Installation Record spark-2.4.5

 Reference  https://data-flair.training/blogs/install-apache-spark-multi-node-cluster/

Download spark  address 

 

 http://spark.apache.org/downloads.html

Prepare three nodes

192.168.1.1 [hostname] master
192.168.1.2 [hostname] slave1
192.168.1.3 [hostname] slave2

The above configuration to the three nodes append machine   / etc / hosts   in. Since I am here three machines domain are different, so we set the [hostname], for example, master node

192.168.1.1 xxx.localdomain master

Check the host name for the method,

$ hostname

If the last start spark error unknown hostname, generally refers to the host name is not set, this time by 

$ hostname -i

Found will be reported the same mistakes.

 

installation steps:

First, set the ssh login-free secret

If you do not install ssh, you need to install

sudo apt install openssh-server

On three machines were executed

ssh-keygen -t rsa

The way to enter, use the default setting (key file path and file name)

The above slave1 slave2   ~ / .ssh / id_rsa.pub  copy files to the master node,

scp ~/.ssh/id_rsa.pub xxx@master:~/.ssh/id_rsa.pub.slave1
scp ~/.ssh/id_rsa.pub xxx@master:~/.ssh/id_rsa.pub.slave2

Note, xxx represents the user name, the best three machines use the same user name, if required, the user can create

adduser xxx # create a new user xxx 
passwd xxx to xxx password #

 

Performed on the master

cat ~/.ssh/id_rsa.pub* >> ~/.ssh/authorized_keys
scp ~/.ssh/authorized_keys xxx@slave1:~/.ssh/authorized_keys
scp ~/.ssh/authorized_keys xxx@slave2:~/.ssh/authorized_keys

Verify no login password on the master

ssh slave1
ssh slave2

On slave1 / slave2 can also password-free two other nodes.

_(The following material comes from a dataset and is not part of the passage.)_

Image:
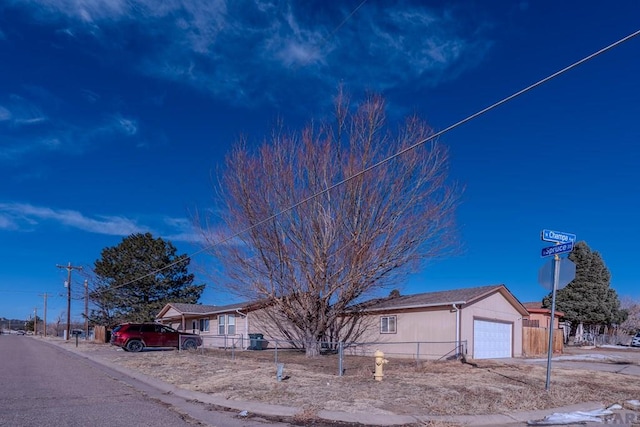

Note: .ssh folder permissions must be 700, authorized_keys file permissions must be 600 (additional permissions values ​​may not work), modify the permissions to use

chmod 700 ~/.ssh
chmod 600 ~/.ssh/authorized_keys

 

Second, install jdk, scala, spark

Omitted, spark installed just above the downloaded file to decompress. Note configuration environment variable 

export JAVA_HOME=...
export SCALA_HOME=...
export SPARK_HOME=...
export PATH=$JAVA_HOME/bin:$SCALA_HOME/bin:$SPARK_HOME/bin:$PATH

On the master node, enter the conf directory under SPARK_HOME,

cd conf
cp spark-env.sh.template spark-env.sh
cp slaves.template slaves

Edit slaves file

# localhost
slave1
slave2

Edit spark-env.sh file

export JAVA_HOME=...
export SPARK_WORKER_CORES=8

On slave1 and slave2, perform the same operations.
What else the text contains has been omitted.